September 30, 2010 / 8:21 PM / in 8 years

Solar investor sees fewer new start-up co's

NEW YORK (Reuters) - Rising competition from Chinese solar companies and high entry costs are likely to limit the number of start-up companies going into the photovoltaic manufacturing market, a managing director at private equity firm CMEA Capital said.

The global solar market is expected to grow by 30 percent annually in the coming years, but buyers of the renewable power source are increasingly focusing on equipment from established players such as First Solar, Suntech Power and Sharp Solar.

“I don’t think you’re going to see a lot of start-ups going after generation,” CMEA’s Faysal Sohail told Reuters in an interview.

Most major solar module manufacturers are ramping up their production capacity as they seek to increase their market shares, but starting new factories is expensive.

In addition, China’s Suntech, LDK Solar, Trina Solar and JA Solar have each received billions of dollars in loans from the China Development Bank to expand their businesses.

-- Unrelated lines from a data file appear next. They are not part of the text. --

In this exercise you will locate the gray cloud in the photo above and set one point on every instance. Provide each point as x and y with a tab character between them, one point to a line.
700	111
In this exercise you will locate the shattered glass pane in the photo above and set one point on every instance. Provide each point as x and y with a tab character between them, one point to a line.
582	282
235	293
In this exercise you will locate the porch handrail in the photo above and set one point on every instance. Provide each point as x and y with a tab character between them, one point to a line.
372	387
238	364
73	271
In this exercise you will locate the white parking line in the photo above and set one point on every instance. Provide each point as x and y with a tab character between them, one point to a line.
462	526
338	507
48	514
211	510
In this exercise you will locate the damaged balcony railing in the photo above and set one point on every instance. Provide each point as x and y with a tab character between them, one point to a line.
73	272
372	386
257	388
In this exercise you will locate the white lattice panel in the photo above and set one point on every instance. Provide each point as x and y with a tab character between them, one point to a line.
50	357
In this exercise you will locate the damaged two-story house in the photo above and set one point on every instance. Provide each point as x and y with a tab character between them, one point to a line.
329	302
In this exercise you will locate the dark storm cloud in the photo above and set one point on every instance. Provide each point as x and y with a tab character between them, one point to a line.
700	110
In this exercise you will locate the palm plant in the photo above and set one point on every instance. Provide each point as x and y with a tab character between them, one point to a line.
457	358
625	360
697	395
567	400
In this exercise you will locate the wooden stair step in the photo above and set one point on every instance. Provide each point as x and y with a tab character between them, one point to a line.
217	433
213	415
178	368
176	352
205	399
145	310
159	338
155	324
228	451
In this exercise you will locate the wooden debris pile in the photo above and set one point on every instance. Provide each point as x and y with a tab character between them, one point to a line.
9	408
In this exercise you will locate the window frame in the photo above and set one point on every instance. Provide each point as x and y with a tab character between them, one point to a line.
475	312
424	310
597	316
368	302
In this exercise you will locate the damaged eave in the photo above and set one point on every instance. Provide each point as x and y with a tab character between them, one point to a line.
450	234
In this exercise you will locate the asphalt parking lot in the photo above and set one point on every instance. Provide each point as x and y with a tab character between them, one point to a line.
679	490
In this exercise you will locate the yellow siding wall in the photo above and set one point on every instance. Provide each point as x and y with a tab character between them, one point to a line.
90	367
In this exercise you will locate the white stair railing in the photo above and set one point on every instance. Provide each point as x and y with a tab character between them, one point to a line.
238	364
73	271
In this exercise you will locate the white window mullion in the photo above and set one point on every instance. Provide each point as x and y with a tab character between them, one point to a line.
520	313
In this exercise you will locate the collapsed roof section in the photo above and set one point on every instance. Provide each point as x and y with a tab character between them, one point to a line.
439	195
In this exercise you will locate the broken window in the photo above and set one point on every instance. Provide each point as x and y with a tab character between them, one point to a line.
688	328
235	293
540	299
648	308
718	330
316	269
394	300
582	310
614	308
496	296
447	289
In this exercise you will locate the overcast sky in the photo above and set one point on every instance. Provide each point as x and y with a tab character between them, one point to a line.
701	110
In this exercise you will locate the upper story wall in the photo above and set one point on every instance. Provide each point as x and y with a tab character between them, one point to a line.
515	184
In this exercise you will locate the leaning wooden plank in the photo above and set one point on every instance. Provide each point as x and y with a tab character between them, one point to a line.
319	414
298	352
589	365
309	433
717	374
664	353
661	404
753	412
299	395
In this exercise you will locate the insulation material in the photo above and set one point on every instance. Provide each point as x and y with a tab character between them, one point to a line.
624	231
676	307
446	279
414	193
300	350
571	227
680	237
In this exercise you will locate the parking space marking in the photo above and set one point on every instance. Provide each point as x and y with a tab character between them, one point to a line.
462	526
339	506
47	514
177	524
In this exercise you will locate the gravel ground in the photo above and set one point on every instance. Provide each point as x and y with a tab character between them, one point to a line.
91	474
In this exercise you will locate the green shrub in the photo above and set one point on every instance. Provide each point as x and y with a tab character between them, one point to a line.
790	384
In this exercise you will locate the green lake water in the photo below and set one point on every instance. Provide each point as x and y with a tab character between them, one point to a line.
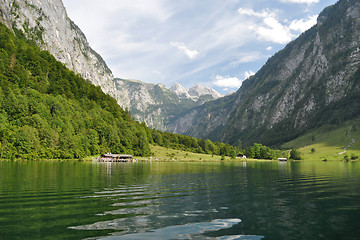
247	201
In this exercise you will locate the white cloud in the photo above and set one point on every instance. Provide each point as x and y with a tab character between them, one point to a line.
227	82
303	24
301	1
181	46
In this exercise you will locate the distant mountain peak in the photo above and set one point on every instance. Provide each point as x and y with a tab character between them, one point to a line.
196	91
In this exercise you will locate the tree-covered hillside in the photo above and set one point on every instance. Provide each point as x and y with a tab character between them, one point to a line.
47	111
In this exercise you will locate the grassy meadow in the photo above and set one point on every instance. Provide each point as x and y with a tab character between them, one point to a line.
329	143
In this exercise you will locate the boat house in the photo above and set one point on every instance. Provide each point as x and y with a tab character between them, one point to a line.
109	157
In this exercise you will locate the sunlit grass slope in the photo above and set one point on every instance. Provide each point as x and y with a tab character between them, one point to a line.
329	142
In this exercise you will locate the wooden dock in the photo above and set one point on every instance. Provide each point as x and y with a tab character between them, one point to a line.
109	157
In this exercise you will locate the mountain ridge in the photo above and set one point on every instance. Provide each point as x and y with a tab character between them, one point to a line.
314	80
47	24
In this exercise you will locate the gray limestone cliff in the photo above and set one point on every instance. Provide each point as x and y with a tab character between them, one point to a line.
46	22
156	105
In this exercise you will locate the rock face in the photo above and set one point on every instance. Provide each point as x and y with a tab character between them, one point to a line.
195	92
156	105
46	22
314	81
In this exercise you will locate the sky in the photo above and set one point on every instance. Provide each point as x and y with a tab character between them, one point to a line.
214	43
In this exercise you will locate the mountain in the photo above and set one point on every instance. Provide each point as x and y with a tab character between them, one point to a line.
47	23
156	105
197	91
313	81
48	111
180	91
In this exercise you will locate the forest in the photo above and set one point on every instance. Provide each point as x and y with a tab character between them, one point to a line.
49	112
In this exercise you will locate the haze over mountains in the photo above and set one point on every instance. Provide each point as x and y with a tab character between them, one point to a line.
47	23
313	81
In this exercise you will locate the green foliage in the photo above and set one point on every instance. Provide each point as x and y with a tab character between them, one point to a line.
47	111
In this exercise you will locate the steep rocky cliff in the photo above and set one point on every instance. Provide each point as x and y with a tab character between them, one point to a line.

Sohail said the trend toward building large solar installations has led to a greater focus on real estate costs, since the facilities often stretch over dozens of acres.

That will likely favor companies that produce high-efficiency solar modules, such as Solaria, a company in which CMEA has invested.

“Real estate is going to be a factor ... getting more power out of each panel is going to matter,” he said.

The steep drop in panel prices in 2009, when average selling prices fell by as much as 50 cent, hurt many solar manufacturers but ended up creating more efficient companies, he said.

Costs for the panels and their installation are currently near $3.50 per watt, and many experts believe that figure must drop to about $2 to make solar competitive against more traditional forms of power generation.

“It has really pushed innovation, and I see a way to $2,” he said.

Prior to that price drop, many solar companies were winning funding from private investors even though they had high operating costs because of the high demand for solar modules, he said.

“What happened in that one- to two-year period was a lot of weak ideas got funded, and I think a lot of them will go away,” he said.

CMEA also is an investor in Solyndra, which canceled a planned initial public offering of shares in June.